Donald Trump resmi akan mulai menjabat sebagai Presiden Amerika Serikat (AS) sekitar bulan Januari 2017 nanti. Meski demikian, spekulasi tentang kebijakan ekonomi yang akan diambilnya sudah membuat seluruh dunia mulai bertanya-tanya dan menyiapkan diri.
Salah satu pertanyaan dan sekaligus kekhawatiran adalah seberapa jauh US Dollar akan menguat terhadap Rupiah? Apakah penguatan ini disebabkan karena Donald Trump atau sebab lainnya ? Berapa perkiraan nilai wajar USD terhadap IDR yang wajar berdasarkan fundamental untuk tahun 2017?
Sebagaimana diketahui Rp yang selama ini adem di 13.000an, per tanggal 22 November 2016 berdasarkan Kurs BI mencapai Rp 13.424 per 1 USD.
Sumber : Bank Indonesia
Sebelumnya, mata uang Rupiah diperkirakan akan terus menguat jika melihat data fundamental seperti transaksi dagang yang surplus, pertumbuhan ekonomi yang positif dan inflasi yang rendah. Belum lagi ada dana repatriasi sekitar Rp 140an Triliun yang akan masuk secara bertahap hingga akhir tahun 2016 ini. Dengan dasar di atas, seharusnya baik secara fundamental maupun sentimen, seharusnya semua hal positif untuk penguatan Rupiah. Mengapa yang terjadi sekarang malah sebaliknya?

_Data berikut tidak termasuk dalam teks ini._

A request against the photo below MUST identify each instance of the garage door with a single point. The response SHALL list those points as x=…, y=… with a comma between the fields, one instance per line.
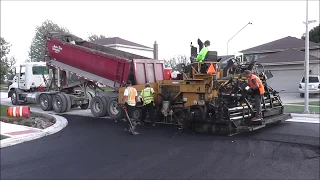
x=287, y=80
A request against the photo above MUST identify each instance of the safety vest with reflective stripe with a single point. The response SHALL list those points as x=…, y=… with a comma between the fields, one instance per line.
x=261, y=87
x=202, y=54
x=147, y=95
x=131, y=96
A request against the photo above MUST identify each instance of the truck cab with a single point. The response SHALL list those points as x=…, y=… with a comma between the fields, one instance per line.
x=30, y=77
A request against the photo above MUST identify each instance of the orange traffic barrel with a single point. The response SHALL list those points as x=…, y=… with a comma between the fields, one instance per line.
x=19, y=111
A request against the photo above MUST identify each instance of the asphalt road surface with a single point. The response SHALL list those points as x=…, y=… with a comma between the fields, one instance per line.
x=97, y=148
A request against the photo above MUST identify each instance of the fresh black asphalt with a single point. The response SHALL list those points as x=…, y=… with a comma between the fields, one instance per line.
x=93, y=148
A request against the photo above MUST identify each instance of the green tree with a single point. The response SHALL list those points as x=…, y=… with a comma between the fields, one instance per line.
x=174, y=61
x=314, y=35
x=38, y=45
x=94, y=37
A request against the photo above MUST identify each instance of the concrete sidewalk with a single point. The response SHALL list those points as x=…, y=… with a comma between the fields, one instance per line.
x=14, y=130
x=17, y=134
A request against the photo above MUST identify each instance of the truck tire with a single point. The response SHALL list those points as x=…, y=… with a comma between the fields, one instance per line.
x=86, y=106
x=68, y=102
x=137, y=113
x=14, y=98
x=45, y=101
x=98, y=106
x=113, y=110
x=59, y=103
x=107, y=98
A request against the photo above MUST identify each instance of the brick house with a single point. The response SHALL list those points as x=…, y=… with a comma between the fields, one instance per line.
x=285, y=58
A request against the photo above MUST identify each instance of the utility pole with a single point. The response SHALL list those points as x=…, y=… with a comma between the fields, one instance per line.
x=234, y=36
x=306, y=67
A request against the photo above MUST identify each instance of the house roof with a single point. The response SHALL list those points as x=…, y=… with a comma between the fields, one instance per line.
x=117, y=40
x=280, y=45
x=288, y=55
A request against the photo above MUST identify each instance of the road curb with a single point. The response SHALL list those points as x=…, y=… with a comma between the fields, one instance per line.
x=317, y=116
x=60, y=123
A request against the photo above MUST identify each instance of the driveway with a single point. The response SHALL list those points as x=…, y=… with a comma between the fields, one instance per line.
x=288, y=98
x=91, y=148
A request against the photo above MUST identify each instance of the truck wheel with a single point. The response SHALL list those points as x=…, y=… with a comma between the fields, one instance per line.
x=107, y=98
x=86, y=106
x=137, y=113
x=14, y=98
x=68, y=102
x=45, y=102
x=74, y=105
x=59, y=103
x=114, y=111
x=98, y=106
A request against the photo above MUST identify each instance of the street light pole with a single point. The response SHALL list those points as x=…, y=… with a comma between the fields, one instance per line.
x=306, y=77
x=235, y=35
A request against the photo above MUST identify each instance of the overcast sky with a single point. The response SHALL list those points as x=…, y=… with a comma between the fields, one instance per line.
x=173, y=24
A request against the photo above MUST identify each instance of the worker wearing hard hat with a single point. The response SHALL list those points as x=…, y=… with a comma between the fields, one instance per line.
x=130, y=98
x=257, y=89
x=202, y=54
x=148, y=103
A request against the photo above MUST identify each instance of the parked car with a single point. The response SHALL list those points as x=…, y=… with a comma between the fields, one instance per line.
x=314, y=85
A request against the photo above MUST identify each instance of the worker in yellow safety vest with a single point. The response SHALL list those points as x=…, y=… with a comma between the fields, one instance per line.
x=130, y=98
x=148, y=104
x=202, y=54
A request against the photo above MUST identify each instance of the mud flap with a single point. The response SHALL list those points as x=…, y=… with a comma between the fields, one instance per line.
x=132, y=125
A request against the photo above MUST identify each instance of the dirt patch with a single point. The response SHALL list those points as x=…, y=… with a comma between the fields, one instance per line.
x=36, y=121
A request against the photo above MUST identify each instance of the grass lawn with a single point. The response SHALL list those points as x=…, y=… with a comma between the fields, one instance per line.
x=313, y=103
x=3, y=137
x=300, y=109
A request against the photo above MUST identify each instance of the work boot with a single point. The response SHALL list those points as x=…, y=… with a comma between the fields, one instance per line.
x=256, y=119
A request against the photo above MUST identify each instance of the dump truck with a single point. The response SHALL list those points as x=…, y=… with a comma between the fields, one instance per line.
x=77, y=73
x=209, y=98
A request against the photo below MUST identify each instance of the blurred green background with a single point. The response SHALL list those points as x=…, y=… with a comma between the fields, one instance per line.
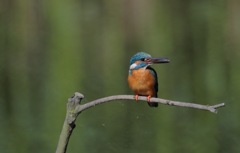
x=51, y=49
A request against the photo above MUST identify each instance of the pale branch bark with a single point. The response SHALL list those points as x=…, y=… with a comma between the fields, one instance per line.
x=74, y=108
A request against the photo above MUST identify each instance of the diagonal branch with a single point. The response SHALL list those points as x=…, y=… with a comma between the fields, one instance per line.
x=157, y=100
x=74, y=109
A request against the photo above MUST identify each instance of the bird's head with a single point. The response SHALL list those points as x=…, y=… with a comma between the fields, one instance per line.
x=143, y=60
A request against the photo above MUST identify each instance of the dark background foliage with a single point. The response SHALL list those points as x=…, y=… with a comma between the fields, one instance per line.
x=51, y=49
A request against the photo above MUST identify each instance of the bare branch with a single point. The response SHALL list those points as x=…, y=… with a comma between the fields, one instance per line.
x=74, y=108
x=157, y=100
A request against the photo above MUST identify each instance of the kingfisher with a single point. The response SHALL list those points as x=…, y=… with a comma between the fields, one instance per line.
x=142, y=78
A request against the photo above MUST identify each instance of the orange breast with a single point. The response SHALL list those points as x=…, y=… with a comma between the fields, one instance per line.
x=142, y=82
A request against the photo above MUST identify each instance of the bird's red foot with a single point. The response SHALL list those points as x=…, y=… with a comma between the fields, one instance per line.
x=148, y=98
x=136, y=97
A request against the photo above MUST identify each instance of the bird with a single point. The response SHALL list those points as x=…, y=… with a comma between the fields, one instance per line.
x=142, y=78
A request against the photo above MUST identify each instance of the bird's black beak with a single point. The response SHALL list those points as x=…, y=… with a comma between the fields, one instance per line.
x=157, y=60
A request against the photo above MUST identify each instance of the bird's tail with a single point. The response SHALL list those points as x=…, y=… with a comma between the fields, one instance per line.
x=153, y=104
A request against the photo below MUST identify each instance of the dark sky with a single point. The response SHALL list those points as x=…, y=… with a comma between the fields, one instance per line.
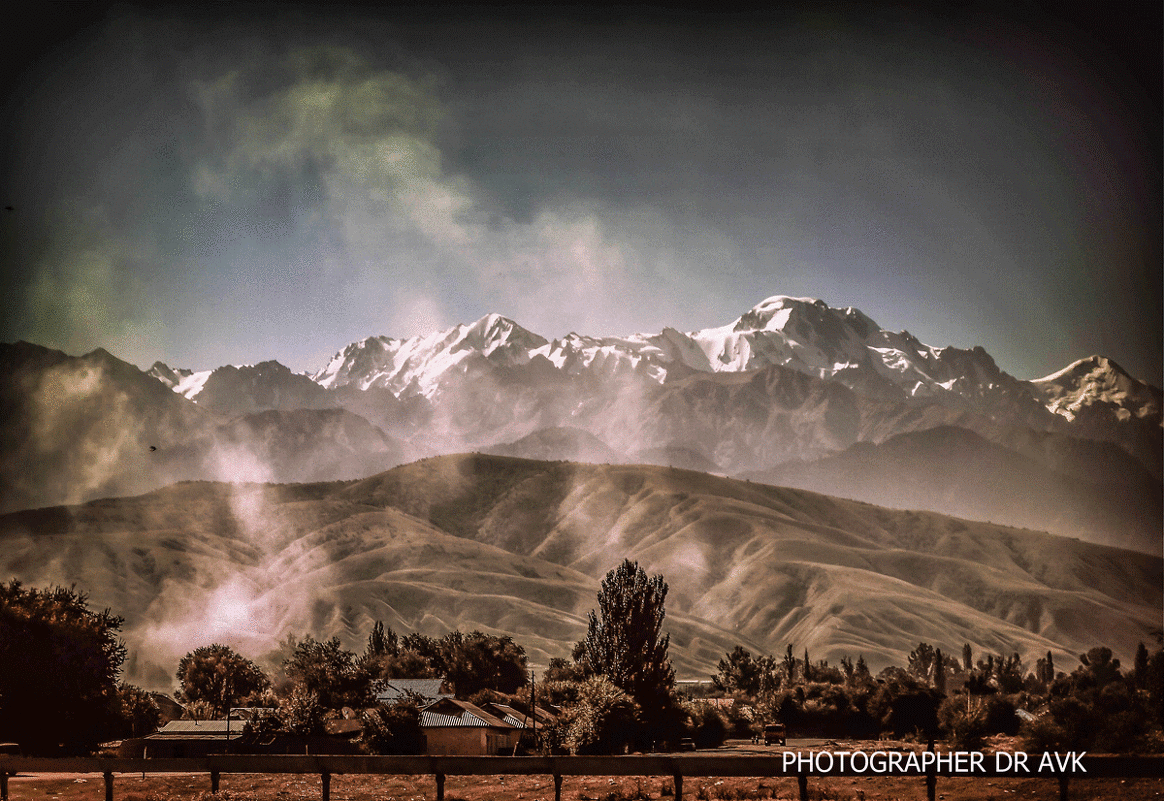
x=274, y=182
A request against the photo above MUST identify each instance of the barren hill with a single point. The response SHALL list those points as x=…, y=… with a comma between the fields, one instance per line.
x=518, y=546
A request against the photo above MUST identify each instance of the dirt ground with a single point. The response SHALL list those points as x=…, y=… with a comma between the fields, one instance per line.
x=274, y=787
x=307, y=787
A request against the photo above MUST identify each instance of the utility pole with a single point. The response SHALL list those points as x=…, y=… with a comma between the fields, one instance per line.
x=533, y=709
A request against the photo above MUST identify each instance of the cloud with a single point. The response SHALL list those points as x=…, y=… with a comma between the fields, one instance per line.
x=400, y=231
x=90, y=280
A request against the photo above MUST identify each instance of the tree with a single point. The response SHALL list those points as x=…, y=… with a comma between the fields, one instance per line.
x=59, y=664
x=476, y=661
x=140, y=714
x=329, y=672
x=601, y=721
x=625, y=642
x=394, y=728
x=921, y=661
x=1141, y=666
x=739, y=672
x=220, y=677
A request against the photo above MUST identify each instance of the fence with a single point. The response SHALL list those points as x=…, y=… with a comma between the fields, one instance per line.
x=675, y=766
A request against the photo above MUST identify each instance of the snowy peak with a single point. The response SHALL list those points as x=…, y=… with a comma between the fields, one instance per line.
x=185, y=382
x=1098, y=382
x=168, y=375
x=495, y=333
x=414, y=366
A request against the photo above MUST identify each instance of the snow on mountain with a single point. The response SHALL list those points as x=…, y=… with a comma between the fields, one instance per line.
x=414, y=366
x=1094, y=382
x=803, y=334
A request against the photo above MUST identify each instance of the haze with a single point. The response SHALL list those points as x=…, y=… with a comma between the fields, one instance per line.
x=228, y=186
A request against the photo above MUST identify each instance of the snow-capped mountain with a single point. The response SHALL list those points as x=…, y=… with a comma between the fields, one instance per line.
x=240, y=389
x=1093, y=383
x=803, y=334
x=414, y=366
x=185, y=382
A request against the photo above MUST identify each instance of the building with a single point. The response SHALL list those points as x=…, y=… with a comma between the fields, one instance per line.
x=184, y=738
x=454, y=727
x=426, y=689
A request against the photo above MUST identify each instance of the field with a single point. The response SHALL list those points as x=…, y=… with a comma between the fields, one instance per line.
x=363, y=787
x=252, y=787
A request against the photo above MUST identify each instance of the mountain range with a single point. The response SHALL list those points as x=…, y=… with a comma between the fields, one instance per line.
x=519, y=546
x=792, y=391
x=799, y=475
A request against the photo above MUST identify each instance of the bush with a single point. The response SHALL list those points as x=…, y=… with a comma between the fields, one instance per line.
x=603, y=721
x=708, y=728
x=218, y=675
x=58, y=670
x=394, y=729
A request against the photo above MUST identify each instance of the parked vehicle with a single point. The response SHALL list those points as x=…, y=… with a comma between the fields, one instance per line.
x=775, y=732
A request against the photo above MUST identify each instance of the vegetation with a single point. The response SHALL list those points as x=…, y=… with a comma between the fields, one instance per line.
x=1095, y=708
x=219, y=677
x=625, y=640
x=59, y=664
x=617, y=694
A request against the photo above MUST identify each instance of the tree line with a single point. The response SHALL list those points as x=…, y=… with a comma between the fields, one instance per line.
x=59, y=663
x=1095, y=707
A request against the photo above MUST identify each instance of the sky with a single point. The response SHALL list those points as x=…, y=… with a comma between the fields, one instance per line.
x=262, y=182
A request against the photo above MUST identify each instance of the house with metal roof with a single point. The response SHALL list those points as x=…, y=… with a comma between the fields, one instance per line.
x=428, y=689
x=529, y=725
x=454, y=727
x=187, y=738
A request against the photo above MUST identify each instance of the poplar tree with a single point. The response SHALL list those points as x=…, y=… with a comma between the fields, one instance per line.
x=625, y=640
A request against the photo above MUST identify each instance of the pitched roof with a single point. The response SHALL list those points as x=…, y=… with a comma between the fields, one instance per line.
x=397, y=688
x=519, y=720
x=198, y=730
x=449, y=713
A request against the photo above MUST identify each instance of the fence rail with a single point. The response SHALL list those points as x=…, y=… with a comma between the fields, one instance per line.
x=647, y=765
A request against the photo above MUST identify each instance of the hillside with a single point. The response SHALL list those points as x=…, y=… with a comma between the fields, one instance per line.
x=518, y=546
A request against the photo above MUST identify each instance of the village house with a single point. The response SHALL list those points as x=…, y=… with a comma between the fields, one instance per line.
x=454, y=727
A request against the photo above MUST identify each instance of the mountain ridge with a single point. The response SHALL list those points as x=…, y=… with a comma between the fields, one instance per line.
x=518, y=546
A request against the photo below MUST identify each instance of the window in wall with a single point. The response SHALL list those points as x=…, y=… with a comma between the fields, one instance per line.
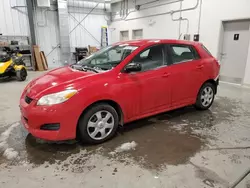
x=183, y=53
x=124, y=35
x=150, y=58
x=137, y=34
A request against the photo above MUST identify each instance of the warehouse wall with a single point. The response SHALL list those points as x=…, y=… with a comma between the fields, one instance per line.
x=48, y=32
x=13, y=21
x=212, y=14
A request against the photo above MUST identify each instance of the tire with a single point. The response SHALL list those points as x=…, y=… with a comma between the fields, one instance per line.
x=205, y=96
x=99, y=120
x=21, y=74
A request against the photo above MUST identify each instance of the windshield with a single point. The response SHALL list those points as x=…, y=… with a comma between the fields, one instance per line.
x=108, y=57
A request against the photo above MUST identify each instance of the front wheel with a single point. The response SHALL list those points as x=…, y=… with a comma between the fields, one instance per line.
x=205, y=97
x=98, y=124
x=21, y=74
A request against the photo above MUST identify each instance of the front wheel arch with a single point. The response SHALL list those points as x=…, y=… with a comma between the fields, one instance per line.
x=112, y=103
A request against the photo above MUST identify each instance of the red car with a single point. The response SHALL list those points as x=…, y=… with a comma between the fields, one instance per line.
x=119, y=84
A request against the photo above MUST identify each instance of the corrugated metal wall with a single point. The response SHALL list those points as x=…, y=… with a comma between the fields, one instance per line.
x=14, y=21
x=13, y=17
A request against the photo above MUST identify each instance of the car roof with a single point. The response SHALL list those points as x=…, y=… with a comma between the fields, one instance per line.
x=156, y=41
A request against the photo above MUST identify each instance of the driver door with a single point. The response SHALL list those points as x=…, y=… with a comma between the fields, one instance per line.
x=151, y=82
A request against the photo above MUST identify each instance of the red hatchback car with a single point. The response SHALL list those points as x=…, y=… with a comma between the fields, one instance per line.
x=119, y=84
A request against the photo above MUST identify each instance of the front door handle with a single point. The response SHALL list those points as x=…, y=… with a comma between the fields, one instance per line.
x=166, y=75
x=200, y=66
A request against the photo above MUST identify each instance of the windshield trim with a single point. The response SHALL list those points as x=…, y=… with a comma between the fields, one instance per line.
x=105, y=60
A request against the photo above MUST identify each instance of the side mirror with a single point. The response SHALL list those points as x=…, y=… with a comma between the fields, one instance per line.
x=133, y=67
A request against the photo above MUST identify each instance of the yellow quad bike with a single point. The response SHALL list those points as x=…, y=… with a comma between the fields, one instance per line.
x=12, y=64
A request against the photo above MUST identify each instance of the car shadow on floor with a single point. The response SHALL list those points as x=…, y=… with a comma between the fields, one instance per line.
x=166, y=138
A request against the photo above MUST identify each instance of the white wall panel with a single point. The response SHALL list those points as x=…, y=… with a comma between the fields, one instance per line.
x=93, y=23
x=213, y=13
x=13, y=21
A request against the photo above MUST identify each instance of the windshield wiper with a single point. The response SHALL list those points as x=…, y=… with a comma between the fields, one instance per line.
x=90, y=68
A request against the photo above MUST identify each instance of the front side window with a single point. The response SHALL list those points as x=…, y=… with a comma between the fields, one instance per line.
x=183, y=53
x=150, y=58
x=107, y=58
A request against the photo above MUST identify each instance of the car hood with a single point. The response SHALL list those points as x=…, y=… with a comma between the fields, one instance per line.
x=54, y=81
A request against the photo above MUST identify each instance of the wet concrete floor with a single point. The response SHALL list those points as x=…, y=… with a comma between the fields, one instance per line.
x=205, y=143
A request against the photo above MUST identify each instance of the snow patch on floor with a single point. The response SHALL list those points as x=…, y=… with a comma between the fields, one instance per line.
x=9, y=153
x=125, y=147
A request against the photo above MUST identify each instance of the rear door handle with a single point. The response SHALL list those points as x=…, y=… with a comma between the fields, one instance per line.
x=200, y=66
x=165, y=75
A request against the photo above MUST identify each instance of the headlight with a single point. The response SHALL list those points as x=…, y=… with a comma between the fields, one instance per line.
x=56, y=98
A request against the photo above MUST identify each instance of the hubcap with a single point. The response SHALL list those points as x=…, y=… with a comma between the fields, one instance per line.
x=100, y=125
x=207, y=96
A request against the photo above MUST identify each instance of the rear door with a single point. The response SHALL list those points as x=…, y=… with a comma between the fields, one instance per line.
x=185, y=74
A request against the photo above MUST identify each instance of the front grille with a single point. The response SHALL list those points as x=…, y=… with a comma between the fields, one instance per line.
x=28, y=100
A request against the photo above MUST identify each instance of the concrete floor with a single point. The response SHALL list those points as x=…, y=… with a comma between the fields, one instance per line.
x=182, y=148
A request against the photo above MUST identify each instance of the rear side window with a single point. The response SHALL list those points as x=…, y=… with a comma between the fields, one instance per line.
x=183, y=53
x=204, y=47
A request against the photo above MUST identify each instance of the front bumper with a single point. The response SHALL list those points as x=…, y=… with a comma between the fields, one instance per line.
x=33, y=117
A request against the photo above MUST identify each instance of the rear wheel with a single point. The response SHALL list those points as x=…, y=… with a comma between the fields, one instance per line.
x=98, y=124
x=205, y=97
x=21, y=74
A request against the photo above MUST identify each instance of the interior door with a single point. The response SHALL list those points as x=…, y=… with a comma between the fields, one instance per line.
x=186, y=74
x=234, y=51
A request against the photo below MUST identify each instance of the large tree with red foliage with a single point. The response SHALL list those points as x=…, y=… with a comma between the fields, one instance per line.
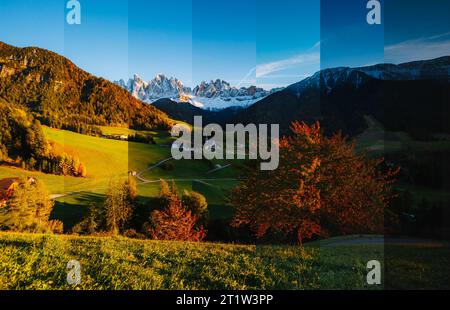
x=321, y=187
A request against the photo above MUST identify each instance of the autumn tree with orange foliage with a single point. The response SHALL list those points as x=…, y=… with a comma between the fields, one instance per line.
x=175, y=221
x=321, y=187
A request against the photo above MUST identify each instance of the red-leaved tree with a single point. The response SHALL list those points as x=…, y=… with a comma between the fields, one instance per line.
x=321, y=187
x=175, y=221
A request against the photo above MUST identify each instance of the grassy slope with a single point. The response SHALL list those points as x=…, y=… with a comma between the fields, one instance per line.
x=39, y=262
x=106, y=159
x=378, y=142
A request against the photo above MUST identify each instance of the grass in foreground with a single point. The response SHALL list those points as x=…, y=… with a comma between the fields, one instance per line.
x=39, y=262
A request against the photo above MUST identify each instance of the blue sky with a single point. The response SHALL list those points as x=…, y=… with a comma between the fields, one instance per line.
x=267, y=43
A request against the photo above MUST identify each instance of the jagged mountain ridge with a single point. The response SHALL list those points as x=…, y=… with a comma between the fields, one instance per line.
x=62, y=95
x=213, y=95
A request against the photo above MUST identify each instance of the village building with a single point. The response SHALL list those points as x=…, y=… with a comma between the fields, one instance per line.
x=7, y=187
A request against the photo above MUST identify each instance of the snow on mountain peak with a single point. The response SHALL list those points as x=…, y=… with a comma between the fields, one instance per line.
x=216, y=94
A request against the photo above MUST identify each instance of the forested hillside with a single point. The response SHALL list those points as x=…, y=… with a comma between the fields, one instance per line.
x=62, y=95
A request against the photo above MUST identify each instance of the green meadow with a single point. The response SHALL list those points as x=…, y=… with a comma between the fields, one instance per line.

Sebenarnya yang terjadi tidak sesuai logika tidak hanya di Indonesia saja tetapi juga di Amerika Serikat. Sebagai contoh, pada awalnya Donald Trump dianggap negatif terhadap pasar modal, namun anehnya paska dia terpilih, justru saham di US terus menerus mencetak rekor baru.
Rekor Baru di S&P 500
Dasar mengapa saham di US terus menguat ini adalah anggapan bahwa ternyata pasar modal AS di era negatif justru tidak benar. Sebagai Presiden yang berlatar belakang pengusaha, diperkirakan kebijakan yang diambil akan menguntungkan pengusaha. Sebagai contoh, beberapa calon menteri keuangan yang dipilih berasal dari kalangan investment banker di Wall Street. Kemudian ada pembangunan infrastruktur dan wacana pengurangan tarif pajak bagi korporasi dan masyarakat. Semua hal tersebut, jika benar-benar diwujudkan memang akan berdampak positif bagi pasar modal.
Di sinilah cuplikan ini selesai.